Il commento al Vangelo a cura di Monsignor Vincenzo Paglia

Oggi la liturgia fa memoria di Maria Maddalena, che incontrò Gesù all’inizio della sua missione in Galilea e fu liberata da «sette demoni». Il Vangelo ce la presenta mentre sta accanto al sepolcro vuoto e piange. Non è facile rimanere accanto a un sepolcro, cioè accanto a una sofferenza grande. Ma questa è la forza dell’amore che lega Maria di Magdala al suo maestro. «Donna perché piangi?» chiedono gli angeli, come poi farà lo stesso Gesù.

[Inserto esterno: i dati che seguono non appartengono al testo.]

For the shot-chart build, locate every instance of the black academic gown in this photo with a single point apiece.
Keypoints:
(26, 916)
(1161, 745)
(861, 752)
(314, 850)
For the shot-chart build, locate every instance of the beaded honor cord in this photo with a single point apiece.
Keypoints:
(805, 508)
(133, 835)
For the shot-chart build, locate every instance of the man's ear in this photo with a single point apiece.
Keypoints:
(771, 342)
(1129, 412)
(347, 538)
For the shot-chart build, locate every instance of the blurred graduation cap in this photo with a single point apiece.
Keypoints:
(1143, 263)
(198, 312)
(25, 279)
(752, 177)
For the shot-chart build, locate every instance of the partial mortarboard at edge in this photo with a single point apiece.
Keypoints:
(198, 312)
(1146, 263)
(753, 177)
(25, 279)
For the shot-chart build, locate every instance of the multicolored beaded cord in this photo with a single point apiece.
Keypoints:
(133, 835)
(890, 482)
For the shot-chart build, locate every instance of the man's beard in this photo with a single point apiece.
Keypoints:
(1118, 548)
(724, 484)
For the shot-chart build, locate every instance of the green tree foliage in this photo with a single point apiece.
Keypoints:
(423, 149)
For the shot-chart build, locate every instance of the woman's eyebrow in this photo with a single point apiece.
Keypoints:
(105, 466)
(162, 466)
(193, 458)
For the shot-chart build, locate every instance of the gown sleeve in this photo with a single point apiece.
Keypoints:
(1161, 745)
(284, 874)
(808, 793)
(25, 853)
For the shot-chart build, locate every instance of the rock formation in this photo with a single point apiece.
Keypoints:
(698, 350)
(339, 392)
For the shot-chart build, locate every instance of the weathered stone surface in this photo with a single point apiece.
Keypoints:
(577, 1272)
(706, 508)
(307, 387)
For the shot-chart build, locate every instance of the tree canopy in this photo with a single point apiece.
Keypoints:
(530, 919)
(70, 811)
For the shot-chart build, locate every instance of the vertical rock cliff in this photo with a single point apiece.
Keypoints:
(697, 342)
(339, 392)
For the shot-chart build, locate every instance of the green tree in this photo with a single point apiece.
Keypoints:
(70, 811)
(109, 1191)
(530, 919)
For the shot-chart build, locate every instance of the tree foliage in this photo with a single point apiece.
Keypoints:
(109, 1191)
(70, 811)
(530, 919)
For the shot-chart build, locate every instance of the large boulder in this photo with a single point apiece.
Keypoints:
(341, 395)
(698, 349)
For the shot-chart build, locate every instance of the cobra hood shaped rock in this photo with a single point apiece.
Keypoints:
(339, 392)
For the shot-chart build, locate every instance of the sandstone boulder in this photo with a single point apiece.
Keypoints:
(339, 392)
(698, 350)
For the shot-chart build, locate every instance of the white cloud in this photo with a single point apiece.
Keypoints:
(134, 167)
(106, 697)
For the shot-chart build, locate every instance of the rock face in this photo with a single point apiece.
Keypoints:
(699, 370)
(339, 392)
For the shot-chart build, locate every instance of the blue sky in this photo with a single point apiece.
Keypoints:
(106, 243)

E le lacrime di Maria ci parlano di un grande amore, di una rivolta contro la morte, e che non c’è una vera risurrezione se non si passa in fondo da quelle lacrime e da quella domanda: «Perché piangi?». E quella domanda rivolta a Maria di Magdala oggi risuona davanti a tanti sepolcri e luoghi di dolore: dai luoghi feriti della guerra, in Ucraina e in tanti altri luoghi del mondo, al dolore di chi si sente solo davanti alla difficoltà e ai problemi della vita. Cosa cerchi? Quanti cercano pace, futuro, amicizia, un senso alla propria vita. Gesù per Maria era tutto questo. E Maria allora, che la chiesa definisce l’Apostola degli Apostoli, diventa per noi un modello di discepola e apostola. Discepola perché ha imparato dal suo “maestro” che è Gesù (così lo chiama), la compassione che non si rassegna, e le sue lacrime davanti alla tomba vuota richiamano le lacrime dello stesso Gesù davanti alla tomba di Lazzaro. Apostola perché nell’incontro con Gesù risorto Maria oggi ci aiuta a vivere come un passaggio, una Pasqua, dall’orto del Getsemani, al giardino della risurrezione, la tristezza che si cambia in gioia. È una trasformazione di cui questo mondo ha bisogno, ce lo dicono tanti luoghi che rimangono come vuoti di speranza che non dimentichiamo proprio perché come Maria siamo chiamati a portare questa speranza lì dove manca, discepoli anche noi di questo amore del Signore che non dimentica nessuno.